Posted: Fri Jul 31, 2020 10:29 pm
by ibrewster
Sorry if this is the wrong place, but I can't find any other support info for mlapi/zmeventserver questions.

At any rate, in the latest version of mlapi (and, presumably, zmeventserver), I noticed that in the config it notes that the image will be internally resized to 416x416. This made me wonder about a couple of things:

1) Since that is square, but my input images are not, is the input image distorted on this resize? If so, wouldn't that affect recognition accuracy? Or is it simply resized to be no more than 416x416, while keeping the aspect ratio?

2) Since the image is going to be resized internally, would it be better to enable the resize_image option in the objectconfig.ini?
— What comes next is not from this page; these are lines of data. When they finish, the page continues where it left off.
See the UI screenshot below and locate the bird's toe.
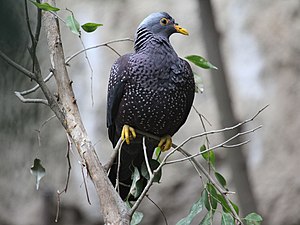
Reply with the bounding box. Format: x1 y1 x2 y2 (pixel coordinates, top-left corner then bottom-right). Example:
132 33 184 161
121 124 136 144
158 135 172 152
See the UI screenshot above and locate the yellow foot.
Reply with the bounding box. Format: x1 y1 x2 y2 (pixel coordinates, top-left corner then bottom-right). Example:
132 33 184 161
121 125 136 144
158 135 172 152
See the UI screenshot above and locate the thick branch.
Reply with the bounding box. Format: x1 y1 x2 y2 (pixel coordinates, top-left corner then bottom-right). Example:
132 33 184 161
43 0 130 224
0 50 35 80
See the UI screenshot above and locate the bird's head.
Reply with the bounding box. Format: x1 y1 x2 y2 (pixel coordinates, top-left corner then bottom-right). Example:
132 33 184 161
137 12 189 38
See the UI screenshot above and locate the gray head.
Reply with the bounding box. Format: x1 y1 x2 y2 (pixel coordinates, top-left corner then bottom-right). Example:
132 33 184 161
137 12 188 38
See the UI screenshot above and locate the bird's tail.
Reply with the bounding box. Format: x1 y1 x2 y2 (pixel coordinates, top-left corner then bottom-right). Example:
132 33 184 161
108 138 157 200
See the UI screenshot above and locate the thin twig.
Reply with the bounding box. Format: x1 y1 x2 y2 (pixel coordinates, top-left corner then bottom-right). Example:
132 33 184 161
143 136 152 176
146 195 168 225
13 38 133 100
80 162 91 205
79 36 94 106
165 125 262 164
55 134 72 223
104 138 125 172
177 146 242 223
66 38 133 63
130 106 267 218
35 115 56 147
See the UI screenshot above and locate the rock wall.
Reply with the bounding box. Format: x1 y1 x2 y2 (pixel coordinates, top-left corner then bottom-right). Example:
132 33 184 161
0 0 300 225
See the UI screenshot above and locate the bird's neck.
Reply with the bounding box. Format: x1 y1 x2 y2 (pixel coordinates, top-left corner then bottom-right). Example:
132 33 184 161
134 28 173 52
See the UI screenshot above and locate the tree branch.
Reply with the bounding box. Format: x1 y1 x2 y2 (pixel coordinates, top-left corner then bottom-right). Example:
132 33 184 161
0 50 36 80
43 0 130 224
15 91 49 106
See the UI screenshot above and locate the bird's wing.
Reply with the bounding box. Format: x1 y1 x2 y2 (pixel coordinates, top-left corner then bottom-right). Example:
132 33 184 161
106 54 130 145
180 59 195 126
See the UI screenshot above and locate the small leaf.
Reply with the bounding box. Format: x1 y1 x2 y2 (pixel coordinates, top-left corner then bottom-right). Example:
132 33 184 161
129 167 143 198
200 145 216 166
217 194 231 213
215 172 227 188
244 213 263 225
176 197 203 225
185 55 218 70
130 211 144 225
229 200 240 214
193 71 204 93
30 158 46 190
81 23 103 33
206 183 218 210
31 1 60 12
221 212 235 225
141 159 161 182
66 13 80 36
199 211 214 225
202 189 211 211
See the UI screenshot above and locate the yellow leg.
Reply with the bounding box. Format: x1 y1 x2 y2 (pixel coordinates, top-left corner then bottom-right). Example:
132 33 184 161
121 124 136 144
158 135 172 152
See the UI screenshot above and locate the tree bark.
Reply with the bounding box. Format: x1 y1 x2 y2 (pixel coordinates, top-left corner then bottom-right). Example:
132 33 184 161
43 0 130 224
198 0 257 214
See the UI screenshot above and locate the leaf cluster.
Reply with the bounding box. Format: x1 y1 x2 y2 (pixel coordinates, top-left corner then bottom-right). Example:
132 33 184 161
31 1 103 36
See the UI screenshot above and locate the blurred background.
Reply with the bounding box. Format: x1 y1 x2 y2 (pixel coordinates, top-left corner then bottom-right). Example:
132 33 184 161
0 0 300 225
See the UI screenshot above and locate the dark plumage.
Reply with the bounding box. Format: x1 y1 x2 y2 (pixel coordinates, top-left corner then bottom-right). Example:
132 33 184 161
107 12 195 199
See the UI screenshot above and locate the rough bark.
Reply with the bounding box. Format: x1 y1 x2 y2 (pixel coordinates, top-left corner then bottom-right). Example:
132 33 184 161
43 0 130 224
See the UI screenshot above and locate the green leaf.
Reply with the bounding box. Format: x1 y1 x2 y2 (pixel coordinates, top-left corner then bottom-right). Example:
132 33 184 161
141 159 161 182
193 71 204 93
176 197 203 225
217 194 231 213
200 145 216 166
66 13 80 36
185 55 218 70
244 213 263 225
229 200 240 214
81 23 103 33
221 212 235 225
129 167 143 198
202 189 211 211
215 172 227 188
206 183 218 210
30 158 46 190
130 211 144 225
31 1 60 12
199 211 213 225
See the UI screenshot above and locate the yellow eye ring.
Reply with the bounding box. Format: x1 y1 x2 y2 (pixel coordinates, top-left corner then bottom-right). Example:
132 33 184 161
159 18 169 26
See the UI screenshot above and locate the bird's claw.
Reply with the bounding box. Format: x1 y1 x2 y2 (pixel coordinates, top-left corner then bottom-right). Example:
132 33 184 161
121 125 136 144
158 135 172 152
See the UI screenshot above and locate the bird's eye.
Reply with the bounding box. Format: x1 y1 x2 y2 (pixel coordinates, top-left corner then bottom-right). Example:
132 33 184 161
160 18 169 26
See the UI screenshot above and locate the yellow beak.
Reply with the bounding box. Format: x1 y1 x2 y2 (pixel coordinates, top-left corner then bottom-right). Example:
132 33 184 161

Or is said option no longer relevant since it is resizing internally?

3) Why so small? Does image recognition work better on small images?

Re: mlapi image resizing curiosity

Posted: Sat Aug 01, 2020 3:27 pm
by asker
The reason for 416x416 is that the default Yolo weights are actually trained for 416x416 sized images. I do believe there are weights available that are also trained in 608x608 somewhere.

Note that training much larger images takes a huge amount of time, and as I understand, at some point, gives diminishing returns. A lot of weights are actually trained even smaller at 256x256. Don't think of these as purely visual (i.e. bigger the better).

Yolo maintains aspect ratio - the default weights use 416x416, so if the resized image doesn't fit, it will pad it.

There's a lot of black magic (to me) in these models and how they learn/get accuracy. I understand some of it, most of it I don't and this is an area of continuous research. If you want to dive into details, you're going to have to read the research papers and understand the math. I don't dive in that deep. There are also many online discussions on stackoverflow/darknet/tensorflow repos you can follow.

This brings me to: I really don't think the resize option in object config is useful, since darknet already resizes it to 416x416 no matter what we resize it to.